Фантомные боли железных грифонов
Шрифт:
— Беспокоишься? — насмешливо выгнула бровь Сага.
— Беспокоюсь, — совершенно серьёзно ответил он.
Этот прямой и честный ответ привёл Сагу в лёгкое замешательство, она даже не нашла, что сказать, просто кивнула, глотнула вина.
— Я почти закончил допрошивку. И хочу провести её первичный тест-драйв на Унн-Уране сам, не сообщая Профессору, — сказал Хидден.
— Это может быть опасно. Я не сомневаюсь в твоём мастерстве, но что-то может пойти не так.
— Я в ней уверен, — твёрдо ответил Хидден.
— Пусть так. Но чем Профессор
— Да. Но Профессор помешает тебе. Точнее — он тебя попросту не допустит, ты же не в проекте. Попроси Корнета нас подстраховать, тебе он не откажет. Другого шанса для контакта с активированным допрошитым сканом Варвара у тебя не будет.
— «Шанса для контакта», — фыркнула Сага.
— Прости. Не могу назвать это «общением».
Повисла пауза, во время которой вина в бутылке заметно поубавилось.
— Это уже не Варвар, да? — тихо спросила Сага. — Даже с твоей допрошивкой он им не станет?
Ответ был очевиден, но ответил Хидден не сразу.

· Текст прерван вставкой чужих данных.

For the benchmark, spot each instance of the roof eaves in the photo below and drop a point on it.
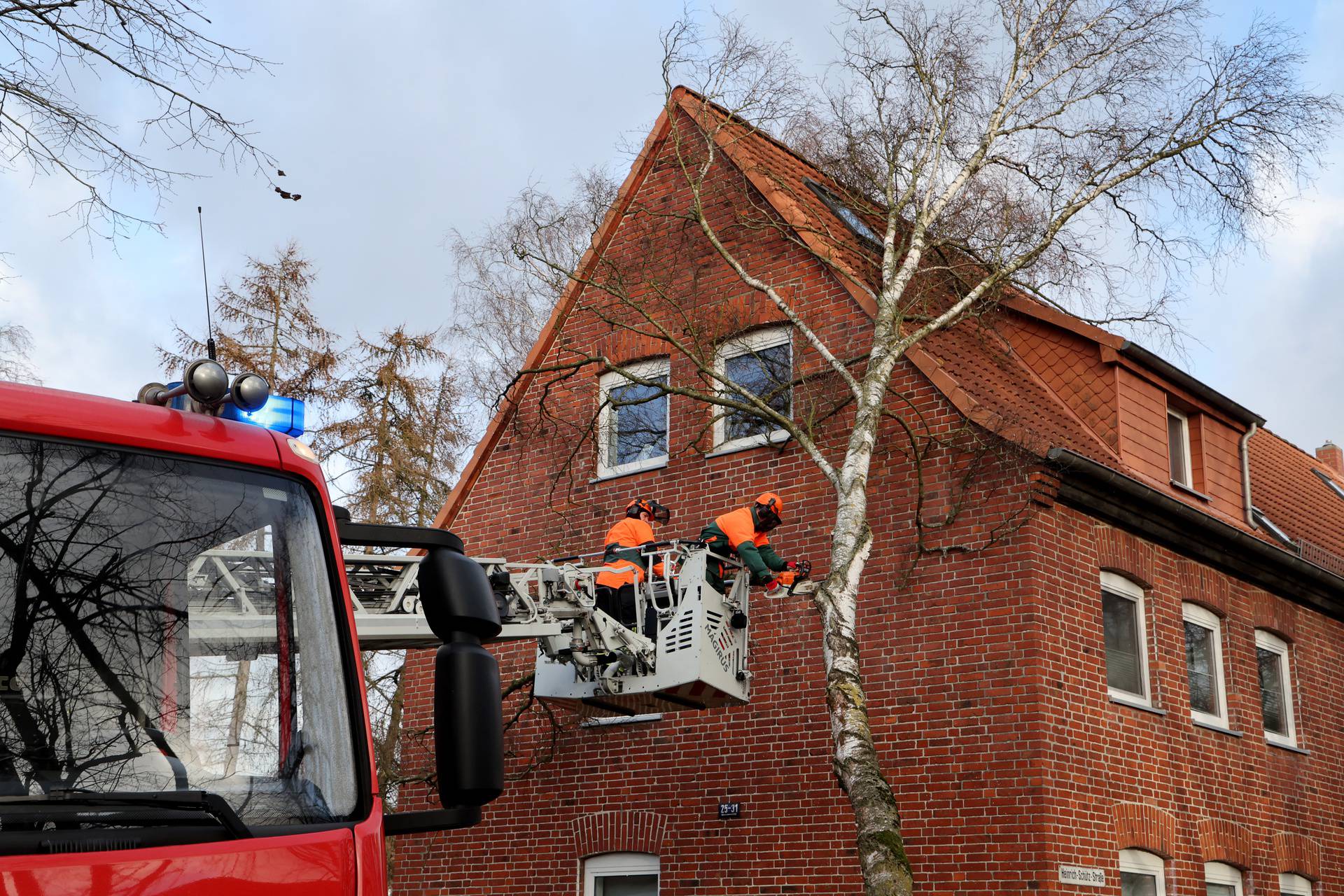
(1109, 495)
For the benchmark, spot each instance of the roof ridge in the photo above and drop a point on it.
(1310, 456)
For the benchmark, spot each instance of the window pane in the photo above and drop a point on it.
(1272, 691)
(1132, 884)
(766, 374)
(1124, 669)
(638, 424)
(1176, 448)
(1199, 665)
(628, 886)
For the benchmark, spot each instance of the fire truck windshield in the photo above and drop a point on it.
(166, 625)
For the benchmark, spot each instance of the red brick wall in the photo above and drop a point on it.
(986, 669)
(944, 657)
(1119, 777)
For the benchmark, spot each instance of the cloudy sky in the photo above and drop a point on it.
(401, 125)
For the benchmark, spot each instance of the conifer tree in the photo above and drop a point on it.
(400, 431)
(267, 326)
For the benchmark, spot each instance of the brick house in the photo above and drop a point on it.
(1136, 690)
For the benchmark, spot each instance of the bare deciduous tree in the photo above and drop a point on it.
(1086, 153)
(503, 298)
(15, 347)
(48, 54)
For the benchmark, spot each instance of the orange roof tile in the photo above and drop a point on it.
(1287, 488)
(1034, 390)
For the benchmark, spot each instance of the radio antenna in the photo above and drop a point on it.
(204, 284)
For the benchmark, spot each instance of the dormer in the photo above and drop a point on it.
(1161, 426)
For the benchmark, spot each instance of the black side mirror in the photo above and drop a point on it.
(468, 716)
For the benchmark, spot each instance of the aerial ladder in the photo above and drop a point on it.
(690, 649)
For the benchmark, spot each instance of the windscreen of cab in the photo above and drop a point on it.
(167, 625)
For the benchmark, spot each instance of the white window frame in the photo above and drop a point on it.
(1224, 874)
(1203, 618)
(1184, 447)
(617, 865)
(1123, 587)
(737, 347)
(615, 379)
(1140, 862)
(1292, 884)
(1272, 643)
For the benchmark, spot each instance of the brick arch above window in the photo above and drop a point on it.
(1226, 841)
(1126, 554)
(1275, 614)
(1142, 827)
(619, 832)
(624, 347)
(1297, 855)
(1203, 586)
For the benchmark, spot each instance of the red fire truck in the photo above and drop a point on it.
(159, 732)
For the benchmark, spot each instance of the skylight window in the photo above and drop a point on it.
(1334, 486)
(1273, 530)
(850, 216)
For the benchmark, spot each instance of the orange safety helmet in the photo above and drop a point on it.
(645, 505)
(769, 508)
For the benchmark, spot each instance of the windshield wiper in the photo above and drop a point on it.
(201, 801)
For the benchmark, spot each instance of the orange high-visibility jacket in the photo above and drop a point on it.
(738, 530)
(622, 552)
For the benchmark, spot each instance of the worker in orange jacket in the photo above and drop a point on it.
(624, 561)
(742, 535)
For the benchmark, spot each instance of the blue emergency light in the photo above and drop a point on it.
(279, 413)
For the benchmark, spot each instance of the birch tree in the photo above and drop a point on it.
(1088, 153)
(15, 349)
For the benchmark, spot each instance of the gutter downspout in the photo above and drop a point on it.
(1246, 476)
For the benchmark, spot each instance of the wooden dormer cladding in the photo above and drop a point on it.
(1126, 405)
(1142, 400)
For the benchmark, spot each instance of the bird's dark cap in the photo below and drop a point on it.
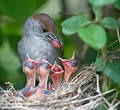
(46, 22)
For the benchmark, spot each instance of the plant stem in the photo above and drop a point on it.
(105, 78)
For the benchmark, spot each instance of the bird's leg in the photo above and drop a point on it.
(56, 74)
(43, 70)
(30, 70)
(71, 66)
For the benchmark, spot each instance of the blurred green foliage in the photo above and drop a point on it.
(97, 31)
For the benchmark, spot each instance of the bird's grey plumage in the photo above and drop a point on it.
(35, 43)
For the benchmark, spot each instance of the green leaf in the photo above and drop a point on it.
(113, 71)
(94, 35)
(110, 23)
(99, 64)
(73, 24)
(117, 4)
(101, 2)
(19, 9)
(96, 11)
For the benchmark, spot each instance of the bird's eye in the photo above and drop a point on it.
(44, 30)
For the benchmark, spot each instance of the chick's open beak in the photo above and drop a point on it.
(30, 70)
(70, 66)
(56, 74)
(43, 70)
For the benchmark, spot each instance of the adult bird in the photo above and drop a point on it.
(39, 41)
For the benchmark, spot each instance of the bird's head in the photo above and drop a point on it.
(42, 25)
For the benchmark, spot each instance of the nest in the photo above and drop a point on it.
(82, 93)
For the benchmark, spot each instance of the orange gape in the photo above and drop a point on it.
(44, 69)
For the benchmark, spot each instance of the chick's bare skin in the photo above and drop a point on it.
(39, 32)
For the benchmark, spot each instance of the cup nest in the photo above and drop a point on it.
(82, 93)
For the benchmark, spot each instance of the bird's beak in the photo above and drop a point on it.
(56, 74)
(71, 66)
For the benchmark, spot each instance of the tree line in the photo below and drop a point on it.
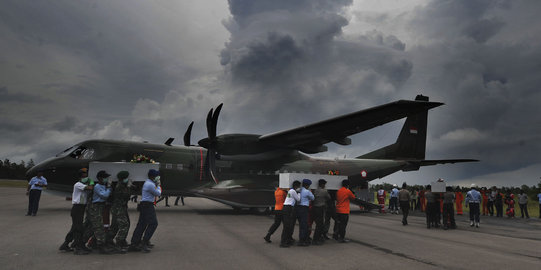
(12, 170)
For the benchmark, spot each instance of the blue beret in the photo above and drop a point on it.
(152, 173)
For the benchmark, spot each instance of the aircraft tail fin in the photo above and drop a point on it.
(411, 143)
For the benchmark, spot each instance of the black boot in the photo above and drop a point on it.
(135, 247)
(267, 238)
(65, 247)
(146, 247)
(80, 251)
(122, 245)
(104, 249)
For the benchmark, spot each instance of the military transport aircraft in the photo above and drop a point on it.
(242, 170)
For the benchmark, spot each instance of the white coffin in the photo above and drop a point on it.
(438, 187)
(138, 171)
(334, 182)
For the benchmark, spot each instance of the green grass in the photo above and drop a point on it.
(13, 183)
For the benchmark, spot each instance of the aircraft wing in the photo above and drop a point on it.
(311, 138)
(416, 164)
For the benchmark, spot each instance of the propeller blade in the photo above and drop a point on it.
(215, 119)
(169, 141)
(210, 142)
(211, 156)
(209, 125)
(188, 135)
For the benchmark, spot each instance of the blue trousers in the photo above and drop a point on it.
(474, 212)
(146, 224)
(302, 216)
(33, 201)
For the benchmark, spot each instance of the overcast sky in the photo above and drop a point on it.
(143, 70)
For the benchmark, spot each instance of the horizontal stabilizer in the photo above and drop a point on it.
(414, 165)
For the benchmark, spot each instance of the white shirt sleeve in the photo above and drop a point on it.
(295, 195)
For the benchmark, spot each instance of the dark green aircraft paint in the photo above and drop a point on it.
(242, 170)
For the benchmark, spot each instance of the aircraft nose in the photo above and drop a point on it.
(31, 172)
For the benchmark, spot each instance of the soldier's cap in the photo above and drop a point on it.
(83, 171)
(122, 175)
(153, 173)
(102, 174)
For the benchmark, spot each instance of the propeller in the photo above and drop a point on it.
(188, 135)
(210, 142)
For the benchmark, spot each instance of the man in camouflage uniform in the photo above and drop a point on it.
(120, 223)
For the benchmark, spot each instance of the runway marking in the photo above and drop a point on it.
(453, 241)
(402, 255)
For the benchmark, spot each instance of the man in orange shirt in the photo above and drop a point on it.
(484, 195)
(280, 197)
(343, 196)
(459, 198)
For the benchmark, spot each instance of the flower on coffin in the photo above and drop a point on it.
(141, 159)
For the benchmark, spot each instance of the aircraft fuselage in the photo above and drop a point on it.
(183, 169)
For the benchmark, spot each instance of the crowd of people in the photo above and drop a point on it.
(440, 206)
(95, 203)
(318, 206)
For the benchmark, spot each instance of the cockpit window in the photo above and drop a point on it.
(83, 152)
(78, 152)
(67, 151)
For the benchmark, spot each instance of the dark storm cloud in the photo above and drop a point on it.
(289, 59)
(461, 18)
(7, 96)
(487, 80)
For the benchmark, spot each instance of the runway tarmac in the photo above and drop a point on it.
(208, 235)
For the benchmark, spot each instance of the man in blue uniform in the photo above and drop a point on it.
(473, 199)
(147, 222)
(288, 215)
(102, 191)
(33, 191)
(302, 212)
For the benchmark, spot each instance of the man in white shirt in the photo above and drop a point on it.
(79, 200)
(33, 191)
(289, 215)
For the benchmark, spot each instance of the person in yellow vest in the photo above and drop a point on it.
(459, 198)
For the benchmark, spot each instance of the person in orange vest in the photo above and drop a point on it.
(343, 196)
(459, 198)
(484, 195)
(422, 200)
(279, 197)
(381, 200)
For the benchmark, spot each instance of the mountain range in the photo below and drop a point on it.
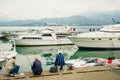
(92, 19)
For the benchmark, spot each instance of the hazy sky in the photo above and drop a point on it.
(37, 9)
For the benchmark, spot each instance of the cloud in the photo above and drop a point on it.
(37, 9)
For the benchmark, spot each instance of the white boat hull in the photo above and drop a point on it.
(96, 42)
(32, 42)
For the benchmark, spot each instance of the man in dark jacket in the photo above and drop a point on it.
(59, 61)
(37, 67)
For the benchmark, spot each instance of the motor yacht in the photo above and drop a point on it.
(107, 37)
(44, 38)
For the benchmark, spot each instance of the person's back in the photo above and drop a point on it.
(60, 61)
(37, 67)
(11, 67)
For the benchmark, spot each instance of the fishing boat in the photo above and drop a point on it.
(7, 51)
(108, 37)
(44, 38)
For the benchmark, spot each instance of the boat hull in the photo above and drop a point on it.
(31, 42)
(105, 42)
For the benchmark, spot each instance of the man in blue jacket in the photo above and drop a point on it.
(37, 67)
(59, 61)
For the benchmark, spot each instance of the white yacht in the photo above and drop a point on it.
(45, 37)
(107, 37)
(7, 51)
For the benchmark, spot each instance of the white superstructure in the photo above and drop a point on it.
(107, 37)
(7, 51)
(45, 37)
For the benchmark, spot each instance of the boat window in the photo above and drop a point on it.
(46, 35)
(99, 38)
(110, 39)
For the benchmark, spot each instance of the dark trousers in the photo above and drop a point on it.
(15, 69)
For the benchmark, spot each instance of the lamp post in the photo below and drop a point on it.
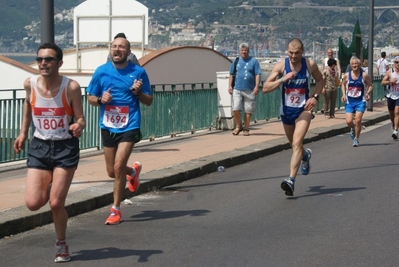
(371, 50)
(47, 21)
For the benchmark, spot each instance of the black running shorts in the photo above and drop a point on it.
(48, 154)
(113, 139)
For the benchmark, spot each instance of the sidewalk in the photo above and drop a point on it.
(165, 161)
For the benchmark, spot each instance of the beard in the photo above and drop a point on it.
(119, 62)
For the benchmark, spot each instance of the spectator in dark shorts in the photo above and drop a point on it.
(54, 104)
(391, 81)
(118, 87)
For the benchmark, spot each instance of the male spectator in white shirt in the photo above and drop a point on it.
(382, 64)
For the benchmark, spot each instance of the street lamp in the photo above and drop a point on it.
(371, 48)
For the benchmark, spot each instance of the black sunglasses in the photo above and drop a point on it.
(47, 59)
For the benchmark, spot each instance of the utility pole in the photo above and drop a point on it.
(47, 21)
(371, 52)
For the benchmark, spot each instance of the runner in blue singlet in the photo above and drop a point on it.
(292, 76)
(356, 88)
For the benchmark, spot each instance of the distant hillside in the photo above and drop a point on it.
(312, 25)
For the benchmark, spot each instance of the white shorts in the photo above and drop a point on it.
(245, 97)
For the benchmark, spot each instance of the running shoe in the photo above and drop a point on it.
(134, 182)
(355, 142)
(395, 134)
(305, 165)
(288, 186)
(114, 218)
(352, 134)
(61, 252)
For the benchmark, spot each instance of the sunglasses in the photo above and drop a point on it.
(47, 59)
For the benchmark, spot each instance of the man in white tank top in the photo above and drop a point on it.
(391, 79)
(54, 104)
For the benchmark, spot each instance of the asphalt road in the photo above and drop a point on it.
(344, 213)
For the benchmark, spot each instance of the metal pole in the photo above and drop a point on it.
(47, 21)
(371, 52)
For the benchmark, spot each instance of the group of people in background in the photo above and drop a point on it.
(292, 77)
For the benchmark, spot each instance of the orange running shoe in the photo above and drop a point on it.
(61, 252)
(134, 182)
(115, 217)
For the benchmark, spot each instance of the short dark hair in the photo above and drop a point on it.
(296, 41)
(331, 62)
(120, 35)
(56, 48)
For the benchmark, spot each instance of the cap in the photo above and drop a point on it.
(120, 35)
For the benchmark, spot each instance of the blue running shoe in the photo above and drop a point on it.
(305, 164)
(288, 186)
(355, 142)
(352, 134)
(395, 134)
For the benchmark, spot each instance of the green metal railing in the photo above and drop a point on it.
(176, 108)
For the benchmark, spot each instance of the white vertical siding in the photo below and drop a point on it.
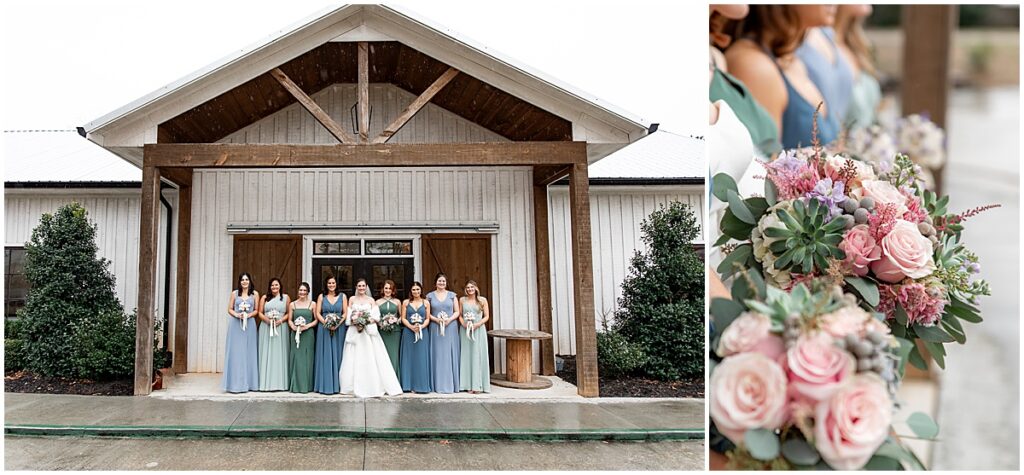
(346, 196)
(615, 214)
(295, 125)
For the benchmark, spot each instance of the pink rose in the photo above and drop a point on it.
(883, 191)
(816, 368)
(750, 332)
(905, 253)
(860, 249)
(748, 391)
(853, 423)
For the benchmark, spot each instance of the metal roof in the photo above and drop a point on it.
(60, 156)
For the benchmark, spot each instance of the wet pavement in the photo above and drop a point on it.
(23, 452)
(53, 415)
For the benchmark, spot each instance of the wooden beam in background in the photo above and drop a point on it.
(310, 105)
(364, 80)
(417, 104)
(180, 363)
(148, 248)
(388, 155)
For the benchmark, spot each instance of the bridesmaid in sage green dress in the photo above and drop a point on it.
(300, 365)
(474, 369)
(392, 339)
(272, 350)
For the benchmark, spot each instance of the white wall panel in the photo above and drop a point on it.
(615, 214)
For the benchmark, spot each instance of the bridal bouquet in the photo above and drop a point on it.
(806, 380)
(274, 316)
(299, 322)
(417, 319)
(881, 234)
(444, 317)
(389, 322)
(332, 321)
(244, 310)
(360, 318)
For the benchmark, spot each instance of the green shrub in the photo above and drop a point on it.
(662, 307)
(72, 324)
(615, 355)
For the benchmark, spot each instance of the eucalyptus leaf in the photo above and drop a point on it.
(762, 443)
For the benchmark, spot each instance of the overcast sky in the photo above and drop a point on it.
(69, 62)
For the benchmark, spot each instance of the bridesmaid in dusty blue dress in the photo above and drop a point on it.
(241, 365)
(444, 349)
(273, 339)
(414, 357)
(330, 343)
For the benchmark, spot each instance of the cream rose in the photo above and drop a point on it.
(860, 249)
(750, 332)
(816, 368)
(853, 423)
(905, 253)
(748, 391)
(883, 192)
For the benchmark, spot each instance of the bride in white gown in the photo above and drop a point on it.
(366, 368)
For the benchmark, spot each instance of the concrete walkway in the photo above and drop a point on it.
(552, 420)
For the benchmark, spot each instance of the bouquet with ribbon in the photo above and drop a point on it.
(332, 321)
(417, 319)
(299, 322)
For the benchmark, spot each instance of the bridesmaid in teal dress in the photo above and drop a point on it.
(415, 355)
(300, 364)
(444, 350)
(273, 339)
(330, 343)
(474, 368)
(388, 305)
(241, 372)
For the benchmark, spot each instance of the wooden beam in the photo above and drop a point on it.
(928, 36)
(310, 105)
(147, 253)
(583, 282)
(180, 363)
(364, 85)
(543, 276)
(417, 104)
(547, 175)
(388, 155)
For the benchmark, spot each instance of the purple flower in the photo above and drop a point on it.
(830, 195)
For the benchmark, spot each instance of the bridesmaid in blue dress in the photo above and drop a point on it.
(241, 363)
(444, 349)
(330, 344)
(414, 356)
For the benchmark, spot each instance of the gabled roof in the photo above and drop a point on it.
(604, 127)
(60, 157)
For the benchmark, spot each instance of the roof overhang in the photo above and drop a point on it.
(603, 127)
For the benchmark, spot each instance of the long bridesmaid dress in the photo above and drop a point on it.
(329, 350)
(392, 339)
(300, 366)
(415, 355)
(474, 369)
(241, 372)
(444, 350)
(273, 349)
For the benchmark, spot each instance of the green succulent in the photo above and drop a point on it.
(807, 241)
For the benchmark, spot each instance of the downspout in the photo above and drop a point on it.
(167, 265)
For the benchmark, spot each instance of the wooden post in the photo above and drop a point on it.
(583, 281)
(928, 36)
(147, 253)
(181, 295)
(543, 276)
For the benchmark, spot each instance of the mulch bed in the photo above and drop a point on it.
(632, 386)
(27, 382)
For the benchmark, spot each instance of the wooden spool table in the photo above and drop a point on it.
(519, 359)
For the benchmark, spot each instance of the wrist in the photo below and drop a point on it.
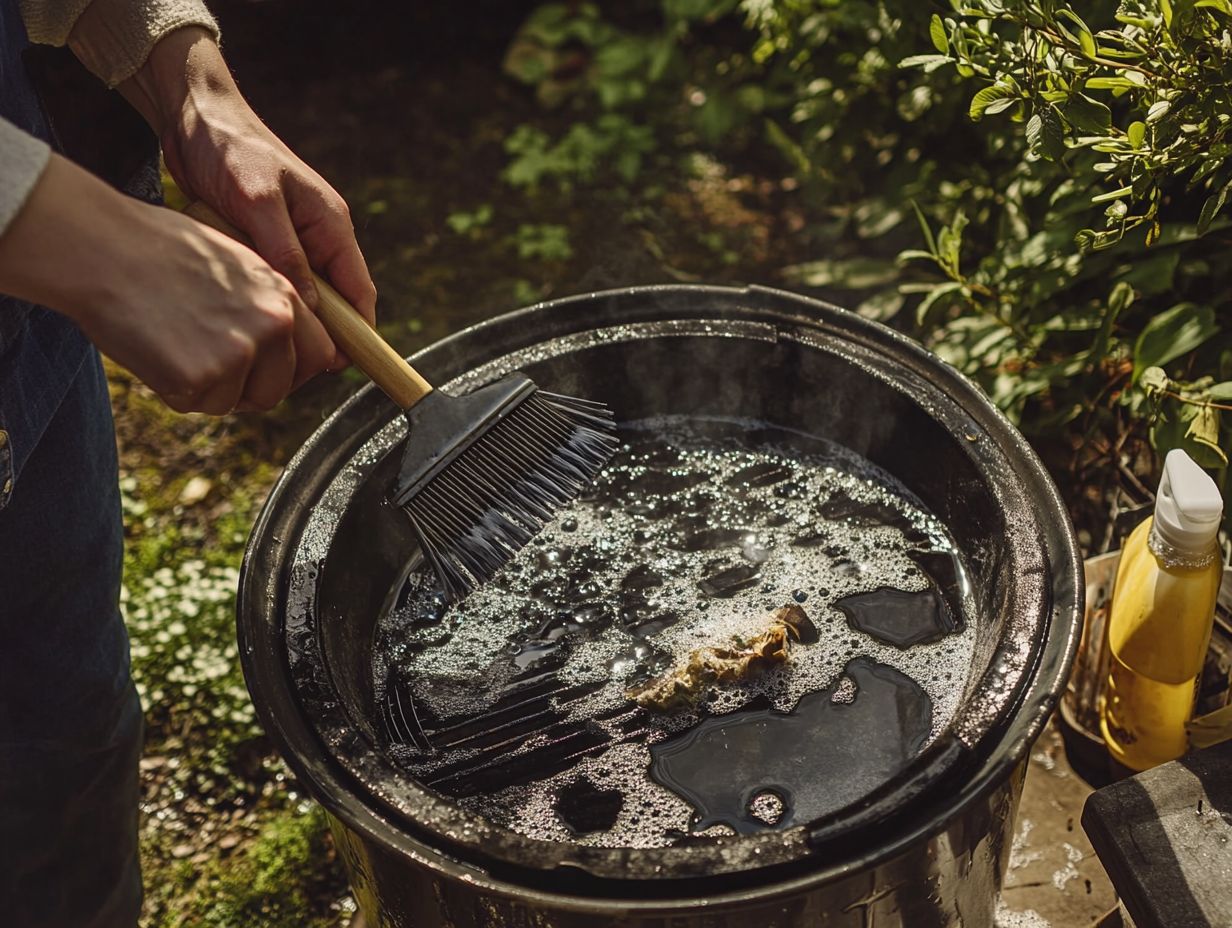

— Да, Сага. Ты и сама это знаешь. Но это не помешает тебе с ним попрощаться. Смотрят же люди фотографии своих близких. Говорят с ними на их могилах. Считай, что скан — то же фото, только круче. Фото, которое умеет думать. И помнит чувства, которые испытывал прототип.
Сага вернула бутылку на барную стойку.
— Помнит, но уже не проживает их, — вздохнула она, зажав ладони между колен. — И от этого мне ещё тяжелей.
— Да… — Хидден задумчиво замолчал. — Знаешь, за время, которое я работаю с кодом грифонов, я заметил кое-что… И не могу объяснить это с точки зрения нейрокодировки.
Сага вопросительно на него посмотрела. Хидден открыл вторую бутылку вина — первая заканчивалась — и продолжил:
— Я знаю, как работают сканы. Этот процесс действительно больше схож с воспроизведением сохранённых в памяти алгоритмов, а не их проживанием — как у людей. Но у грифонов, особенно у Унн-Урана, есть одно… м-м-м… чувство? — эмоция? — которое не воспроизводится, а именно проживается. И в человеческом эквиваленте я бы назвал это чем-то вроде тоски. Хотя чисто технически ни железный грифон, ни компьютерный код скана тосковать не могут — им просто нечем.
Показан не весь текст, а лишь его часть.